かめじょ とくがわいえやす 亀女と徳川家康
しみずかめじょ
志水亀女(相応院)
天正元年(1573)〜寛永19年(1642)
石清水八幡宮社務であった田中家の分家に当たる正法寺・志水宗清の娘亀女は徳川家康に嫁ぎ、尾張徳川家の祖、義直を出産。このため、正法寺(挿し絵)は江戸時代、尾張藩の庇護を受け、隆盛を極めた。
亀女は、竹越定右衛門に嫁ぎ、息子、正信をもうけたが、夫と死別。天正17年(1589)、16歳で離婚し、息子とともに正法寺で暮らしていた。
あるとき、亀女が息子の正信をタライに入れて行水させていると、徳川家康の行列が通り、亀女はあわてて息子をタライに入れたまま運び去った。これを見た家康は、「この女性ならきっと強い子を産んでくれるに違いない」と見初めたという。こうして文禄3年(1594)、徳川家康(53歳)の側室として迎えられた亀女は、文禄4年(1595)に仙千代を出産(6歳で没)。慶長5年(1600)には、五郎太(後の義直)を産んだ。このとき、亀女27歳であった。
慶長15年(1610)、石清水八幡宮領を「検地令免許、守護不入」の地とする徳川家康の朱印状が石清水八幡宮に届けられた。これは、石清水八幡宮の権威によることも大きかったのですが、尾張藩の祖義直を産んだ亀女の働きによることが大きかったと考えられる。また、これを裏付けるように、慶長16年(1611)8月12日、亀女から石清水八幡宮社務三家へ書状が届けられ、そこには八幡宮社領が検地免除されたことを喜ぶとともに、そのお礼に八幡宮山上山下惣衆から家康に対し菖蒲革10枚が贈られたことに対するお礼の言葉が述べられている。これを初めとして、毎年正月に八幡宮社士惣中から年頭礼として菖蒲革3枚を献上するため、江戸へ参府されている。

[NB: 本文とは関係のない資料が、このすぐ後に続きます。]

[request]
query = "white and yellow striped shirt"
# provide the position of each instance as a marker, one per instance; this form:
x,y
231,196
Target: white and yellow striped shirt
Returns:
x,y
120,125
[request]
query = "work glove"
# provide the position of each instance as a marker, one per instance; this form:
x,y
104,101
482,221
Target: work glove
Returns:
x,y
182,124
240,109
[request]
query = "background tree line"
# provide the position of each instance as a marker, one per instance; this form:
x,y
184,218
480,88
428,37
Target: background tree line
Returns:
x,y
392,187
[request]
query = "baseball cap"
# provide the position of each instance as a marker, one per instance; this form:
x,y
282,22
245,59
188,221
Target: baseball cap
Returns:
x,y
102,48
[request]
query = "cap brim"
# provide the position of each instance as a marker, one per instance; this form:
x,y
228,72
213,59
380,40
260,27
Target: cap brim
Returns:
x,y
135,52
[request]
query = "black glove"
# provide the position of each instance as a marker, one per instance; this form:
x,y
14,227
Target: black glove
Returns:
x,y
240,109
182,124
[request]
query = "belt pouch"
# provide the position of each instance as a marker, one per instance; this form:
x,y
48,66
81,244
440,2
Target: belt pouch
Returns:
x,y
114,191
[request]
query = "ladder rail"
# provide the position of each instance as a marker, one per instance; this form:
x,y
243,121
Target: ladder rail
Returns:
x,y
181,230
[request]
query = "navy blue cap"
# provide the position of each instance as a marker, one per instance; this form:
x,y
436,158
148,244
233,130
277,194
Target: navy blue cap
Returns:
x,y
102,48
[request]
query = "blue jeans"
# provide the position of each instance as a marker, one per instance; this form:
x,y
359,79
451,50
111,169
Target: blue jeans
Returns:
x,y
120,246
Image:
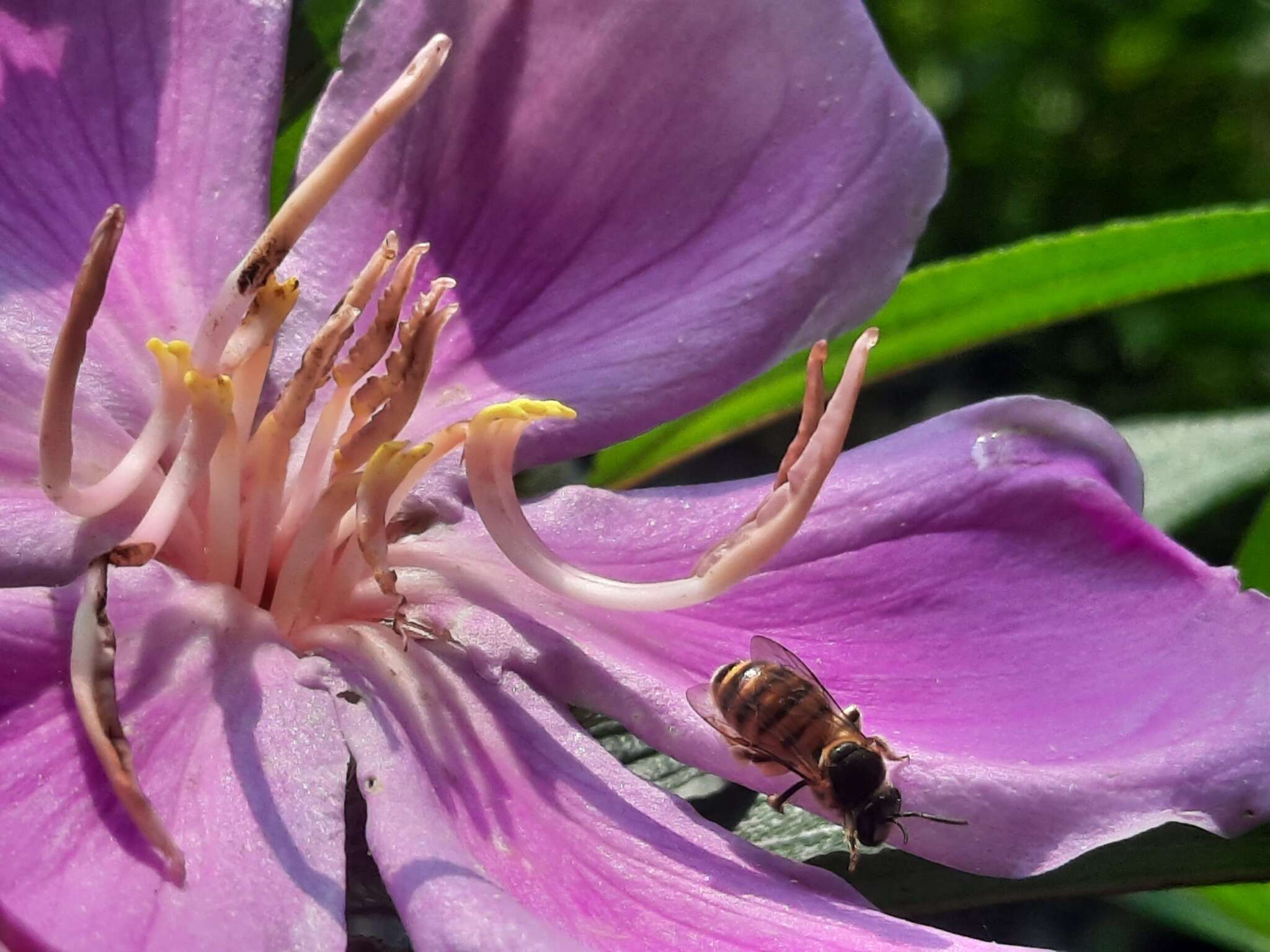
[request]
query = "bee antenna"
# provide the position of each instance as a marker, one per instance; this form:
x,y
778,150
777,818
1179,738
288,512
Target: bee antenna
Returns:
x,y
934,819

亀女は家康の死後、「相応院」と名乗り、義直のいる名古屋城で暮らすことになる。晩年には、志水家菩提寺の正法寺に千両という大金を寄進し、本堂、大方丈、唐門を建立した。また、没後には遺言によって百両を寄進、その後も尾張藩の庇護を受け続けた。亀女の先夫の子、竹越正信は、尾張藩の家老職に就き、藩を盛り上げた。